The Goa Inquisition
- Title page for The Goa Inquisition, Being a Quatercentenary Commemoration Study of the Inquisition in India (1961)
- Author: Anant Kakba Priolkar
- Language: English
- Subject: Goa Inquisition
- Publisher: Bombay University Press
- Publication date: 1961
- Publication place: India
- Pages: 264
- ISBN: 978-0-8364-2753-0

= The Goa Inquisition =

1961 history book by Anant Priolkar

The Goa Inquisition, Being a Quatercentenary Commemoration Study of the Inquisition in India is a book published by Bombay University Press and authored by Anant Priolkar. It is a narrative of the Goa Inquisition organised by the rulers of Portuguese Goa.

==Details==
===Part I===
The book is divided into two parts. Part I, titled "The Goa Inquisition", is divided into ten chapters.

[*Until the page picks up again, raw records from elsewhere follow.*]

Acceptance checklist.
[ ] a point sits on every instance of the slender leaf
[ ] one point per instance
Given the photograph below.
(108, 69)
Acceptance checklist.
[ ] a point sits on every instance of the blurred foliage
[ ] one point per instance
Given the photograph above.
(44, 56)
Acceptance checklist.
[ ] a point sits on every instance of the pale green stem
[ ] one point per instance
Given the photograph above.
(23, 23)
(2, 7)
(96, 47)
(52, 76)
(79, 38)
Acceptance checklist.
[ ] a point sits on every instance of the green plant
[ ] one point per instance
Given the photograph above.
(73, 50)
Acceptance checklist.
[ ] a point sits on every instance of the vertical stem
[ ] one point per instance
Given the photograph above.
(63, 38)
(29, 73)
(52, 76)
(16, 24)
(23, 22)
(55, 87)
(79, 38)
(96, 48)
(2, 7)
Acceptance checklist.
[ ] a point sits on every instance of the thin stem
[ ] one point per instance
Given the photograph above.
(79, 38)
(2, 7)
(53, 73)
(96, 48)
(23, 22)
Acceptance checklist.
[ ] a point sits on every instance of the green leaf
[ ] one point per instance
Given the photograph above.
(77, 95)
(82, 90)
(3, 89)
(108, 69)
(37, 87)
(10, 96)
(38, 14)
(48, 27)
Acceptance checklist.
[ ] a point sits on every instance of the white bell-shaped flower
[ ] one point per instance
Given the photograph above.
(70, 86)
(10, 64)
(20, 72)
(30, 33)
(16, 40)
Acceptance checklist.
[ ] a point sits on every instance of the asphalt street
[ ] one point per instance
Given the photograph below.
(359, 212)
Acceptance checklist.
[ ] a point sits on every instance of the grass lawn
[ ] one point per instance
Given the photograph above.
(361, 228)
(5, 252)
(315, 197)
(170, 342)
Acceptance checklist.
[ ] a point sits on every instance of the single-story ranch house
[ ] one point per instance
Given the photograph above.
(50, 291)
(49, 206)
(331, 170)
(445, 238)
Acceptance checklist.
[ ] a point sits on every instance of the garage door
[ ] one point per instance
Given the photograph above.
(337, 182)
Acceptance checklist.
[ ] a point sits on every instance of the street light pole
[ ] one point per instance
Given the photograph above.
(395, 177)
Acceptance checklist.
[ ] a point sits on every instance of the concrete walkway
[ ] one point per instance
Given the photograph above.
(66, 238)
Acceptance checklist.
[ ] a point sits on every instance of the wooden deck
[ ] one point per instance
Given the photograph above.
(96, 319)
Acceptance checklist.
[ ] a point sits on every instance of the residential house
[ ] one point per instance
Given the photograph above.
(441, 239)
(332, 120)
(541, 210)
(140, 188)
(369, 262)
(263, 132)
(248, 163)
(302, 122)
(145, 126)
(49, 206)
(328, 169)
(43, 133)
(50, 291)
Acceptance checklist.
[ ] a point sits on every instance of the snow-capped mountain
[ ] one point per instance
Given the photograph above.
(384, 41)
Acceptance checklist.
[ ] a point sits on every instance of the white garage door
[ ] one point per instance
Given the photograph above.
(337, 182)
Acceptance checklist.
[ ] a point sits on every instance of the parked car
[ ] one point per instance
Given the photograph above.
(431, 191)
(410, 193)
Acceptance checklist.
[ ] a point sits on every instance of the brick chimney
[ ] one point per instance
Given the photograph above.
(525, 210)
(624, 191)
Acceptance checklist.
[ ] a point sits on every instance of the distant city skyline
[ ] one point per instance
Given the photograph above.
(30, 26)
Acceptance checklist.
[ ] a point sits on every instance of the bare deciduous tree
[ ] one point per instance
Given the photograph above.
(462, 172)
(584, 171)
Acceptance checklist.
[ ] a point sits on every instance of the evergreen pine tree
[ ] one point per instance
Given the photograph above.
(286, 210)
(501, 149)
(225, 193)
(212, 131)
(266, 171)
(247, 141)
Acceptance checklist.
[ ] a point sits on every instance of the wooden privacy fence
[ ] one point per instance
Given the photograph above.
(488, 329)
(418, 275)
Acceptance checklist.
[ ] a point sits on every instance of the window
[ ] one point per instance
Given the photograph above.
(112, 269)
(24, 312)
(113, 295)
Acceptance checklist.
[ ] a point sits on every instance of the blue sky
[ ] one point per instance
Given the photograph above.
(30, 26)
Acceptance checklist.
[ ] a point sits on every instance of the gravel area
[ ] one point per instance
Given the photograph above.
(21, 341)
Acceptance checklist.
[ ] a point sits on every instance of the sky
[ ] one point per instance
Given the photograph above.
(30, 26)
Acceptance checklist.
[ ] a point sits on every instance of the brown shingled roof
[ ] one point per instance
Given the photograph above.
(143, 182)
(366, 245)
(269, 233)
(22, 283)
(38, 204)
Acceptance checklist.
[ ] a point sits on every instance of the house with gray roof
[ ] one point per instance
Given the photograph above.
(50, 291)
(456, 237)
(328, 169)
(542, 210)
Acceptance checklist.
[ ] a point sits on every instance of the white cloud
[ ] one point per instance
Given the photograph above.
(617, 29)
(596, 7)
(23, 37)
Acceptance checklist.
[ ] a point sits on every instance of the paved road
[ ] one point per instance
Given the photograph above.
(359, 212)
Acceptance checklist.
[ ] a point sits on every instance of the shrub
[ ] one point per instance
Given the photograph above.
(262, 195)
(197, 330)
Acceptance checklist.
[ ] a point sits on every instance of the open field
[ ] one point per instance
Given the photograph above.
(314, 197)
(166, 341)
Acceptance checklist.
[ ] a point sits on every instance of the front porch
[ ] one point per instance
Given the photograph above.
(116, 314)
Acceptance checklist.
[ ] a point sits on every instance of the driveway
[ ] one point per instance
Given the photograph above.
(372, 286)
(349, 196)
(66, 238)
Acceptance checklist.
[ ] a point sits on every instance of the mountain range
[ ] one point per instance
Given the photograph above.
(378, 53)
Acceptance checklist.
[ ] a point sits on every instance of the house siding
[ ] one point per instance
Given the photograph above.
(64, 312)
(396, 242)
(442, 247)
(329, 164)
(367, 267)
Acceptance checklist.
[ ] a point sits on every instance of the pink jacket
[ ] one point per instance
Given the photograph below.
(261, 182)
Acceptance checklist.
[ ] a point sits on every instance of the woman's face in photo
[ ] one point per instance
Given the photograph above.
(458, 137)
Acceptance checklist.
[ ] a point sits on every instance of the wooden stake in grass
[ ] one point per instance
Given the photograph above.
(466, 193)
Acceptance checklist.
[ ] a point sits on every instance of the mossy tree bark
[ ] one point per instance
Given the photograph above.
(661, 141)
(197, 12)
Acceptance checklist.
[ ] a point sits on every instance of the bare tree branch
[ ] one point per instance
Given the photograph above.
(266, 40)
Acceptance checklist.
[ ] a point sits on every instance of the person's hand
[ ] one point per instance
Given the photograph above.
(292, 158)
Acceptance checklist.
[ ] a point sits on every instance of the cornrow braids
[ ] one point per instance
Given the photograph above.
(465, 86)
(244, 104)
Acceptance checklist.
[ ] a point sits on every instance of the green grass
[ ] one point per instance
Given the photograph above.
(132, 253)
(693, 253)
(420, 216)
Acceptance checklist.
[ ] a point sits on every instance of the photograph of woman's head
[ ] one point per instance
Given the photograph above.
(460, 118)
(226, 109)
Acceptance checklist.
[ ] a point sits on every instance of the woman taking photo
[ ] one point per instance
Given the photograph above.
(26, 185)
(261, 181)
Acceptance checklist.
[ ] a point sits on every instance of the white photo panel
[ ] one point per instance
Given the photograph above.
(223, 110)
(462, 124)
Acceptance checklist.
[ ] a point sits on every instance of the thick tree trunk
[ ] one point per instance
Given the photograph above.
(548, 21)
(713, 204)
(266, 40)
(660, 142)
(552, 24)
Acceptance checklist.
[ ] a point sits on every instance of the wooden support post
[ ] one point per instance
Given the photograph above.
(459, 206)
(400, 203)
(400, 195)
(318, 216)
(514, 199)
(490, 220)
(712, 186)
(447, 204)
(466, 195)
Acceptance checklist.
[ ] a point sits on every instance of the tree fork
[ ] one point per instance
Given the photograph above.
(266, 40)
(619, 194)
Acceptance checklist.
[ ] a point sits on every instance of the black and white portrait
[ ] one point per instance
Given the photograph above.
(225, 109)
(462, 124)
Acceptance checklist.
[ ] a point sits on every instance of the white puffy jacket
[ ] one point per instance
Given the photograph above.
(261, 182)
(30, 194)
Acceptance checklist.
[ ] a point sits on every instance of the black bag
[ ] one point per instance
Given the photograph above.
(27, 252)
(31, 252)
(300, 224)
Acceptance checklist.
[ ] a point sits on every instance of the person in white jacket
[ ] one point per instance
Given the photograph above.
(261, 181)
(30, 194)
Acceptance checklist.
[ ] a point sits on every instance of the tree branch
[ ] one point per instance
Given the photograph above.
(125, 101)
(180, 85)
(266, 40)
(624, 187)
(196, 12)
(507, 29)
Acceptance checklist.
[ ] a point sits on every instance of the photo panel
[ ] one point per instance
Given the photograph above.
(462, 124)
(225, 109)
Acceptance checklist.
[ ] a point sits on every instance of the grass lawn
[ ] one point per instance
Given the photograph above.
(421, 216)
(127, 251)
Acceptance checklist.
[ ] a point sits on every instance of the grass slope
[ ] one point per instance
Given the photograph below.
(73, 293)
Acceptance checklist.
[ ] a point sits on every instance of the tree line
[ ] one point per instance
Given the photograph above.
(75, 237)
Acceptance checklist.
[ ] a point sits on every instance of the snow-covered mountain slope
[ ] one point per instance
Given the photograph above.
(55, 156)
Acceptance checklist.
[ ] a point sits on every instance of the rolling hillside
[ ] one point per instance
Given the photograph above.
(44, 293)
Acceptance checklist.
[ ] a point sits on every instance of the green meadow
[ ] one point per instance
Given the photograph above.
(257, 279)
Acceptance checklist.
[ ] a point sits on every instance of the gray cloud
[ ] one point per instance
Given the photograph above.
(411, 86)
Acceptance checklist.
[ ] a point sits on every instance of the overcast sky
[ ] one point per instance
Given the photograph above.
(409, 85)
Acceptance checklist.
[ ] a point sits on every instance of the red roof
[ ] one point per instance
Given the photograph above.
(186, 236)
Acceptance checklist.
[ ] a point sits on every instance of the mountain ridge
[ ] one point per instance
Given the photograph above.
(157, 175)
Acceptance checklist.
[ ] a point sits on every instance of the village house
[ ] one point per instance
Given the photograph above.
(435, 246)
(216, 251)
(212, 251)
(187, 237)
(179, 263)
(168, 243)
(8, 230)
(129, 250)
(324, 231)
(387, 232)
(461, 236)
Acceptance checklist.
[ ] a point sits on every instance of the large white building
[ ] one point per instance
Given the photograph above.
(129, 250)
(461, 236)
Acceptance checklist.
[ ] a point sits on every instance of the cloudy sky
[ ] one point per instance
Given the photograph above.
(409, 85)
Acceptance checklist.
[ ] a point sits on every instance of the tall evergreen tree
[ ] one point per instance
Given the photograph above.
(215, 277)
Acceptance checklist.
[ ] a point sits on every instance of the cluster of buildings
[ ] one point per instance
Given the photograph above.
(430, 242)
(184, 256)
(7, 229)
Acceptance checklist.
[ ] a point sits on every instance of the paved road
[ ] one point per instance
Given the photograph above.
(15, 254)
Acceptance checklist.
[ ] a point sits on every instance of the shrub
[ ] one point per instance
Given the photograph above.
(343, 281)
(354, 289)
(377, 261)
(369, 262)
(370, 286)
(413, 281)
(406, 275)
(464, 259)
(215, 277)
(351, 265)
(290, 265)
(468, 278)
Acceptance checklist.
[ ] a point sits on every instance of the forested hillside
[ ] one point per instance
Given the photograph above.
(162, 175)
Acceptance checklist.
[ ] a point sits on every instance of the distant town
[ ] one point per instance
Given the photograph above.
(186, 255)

The first two chapters detail the Spanish Inquisition and Portuguese Inquisition in Europe providing background material and context that would lead to the inquisition in India. A fictional story of unrequited love is used as the basis for the anti-Semitism of Tomas de Torquemada. The book also makes the origin of the Portuguese Inquisition based on the love of King Manuel I of Portugal for Princess Isabella of Aragon, instead of politics. (The arrival of Jews to Portugal after their expulsion from Spain was a security threat to the Kingdom of Portugal, because Sephardic Jews had an established reputation in Iberia for joining forces with Moors to overthrow Christian rulers.)

Chapter 3 begins with the advent of the Inquisition in India, with a discussion of the French spy Dellon's account of the inquisition in Chapter 4. The successive chapters describe the wars that led to the establishment of Portuguese rule in Goa, and the alleged massacre of Hindus during the Portuguese conquest of Goa in 1510. However, various sources claim that only Bijapur Muslims were killed during the conquest, by both the Portuguese led by Afonso de Albuquerque and the local Hindus led by Timoji.

Successive chapters in Part I also describe the forced conversion of Hindus to Christianity by the Goa Inquisition. Délio de Mendonça claims that the book completely contradicts contemporary historical accounts of voluntary conversions of entire villages in Goa by the various religious orders (Dominicans, Jesuits and Franciscans), but the book doesn't provide any contemporary basis for its version of history. The book details the organization and procedures of the Inquisition and the anti-Hindu laws that were passed in Goa during the inquisition banning Hindu religious ceremonies and customs from being continued by converted Hindus, as well as reducing the status of Hindus to second-class citizens by banning them from public gatherings and so on.

The book also discusses the various methods of torture used by the Inquisition, such as burning by sulphur, water-torture, rape, the use of pulleys to stretch victims and the "strappado" method of torture. The study of Agostino Borromeo from the University of La Sapienza in Roma into the Vatican archives and the subsequent 783-page report denies the allegations made in the book.

===Part II===
Part II discusses the accounts of the Inquisition given by Dellon and Buchanan in two separate chapters. Priolkar cites Buchanan as an authoritative source, although Buchanan's work was a Protestant polemic written in the 19th century that denounced Catholicism in Goa and it did not use any historical records.

== Reception ==
British historian C. R. Boxer described the book as a "dispassionate and objective account of the Goa Inquisition" and praised its "excellent use" of the relevant Portuguese sources. German-American scholar Gerald M. Moser described Priolkar's account as objective and restrained on the whole, writing that the work's merit lies in its translation and summarisation of important documents and in it discussing them from a modern Hindu perspective. However, Indian historian Dale Luis Menezes criticised the book as "methodologically flawed" and claimed that it relied too heavily on "Black Legend propaganda" in its interpretation of the Inquisition.

== Editions ==
- Priolkar, A.K 1961, "The Goa Inquisition, Being a Quatercentenary Commemoration Study of the Inquisition in India", Bombay University.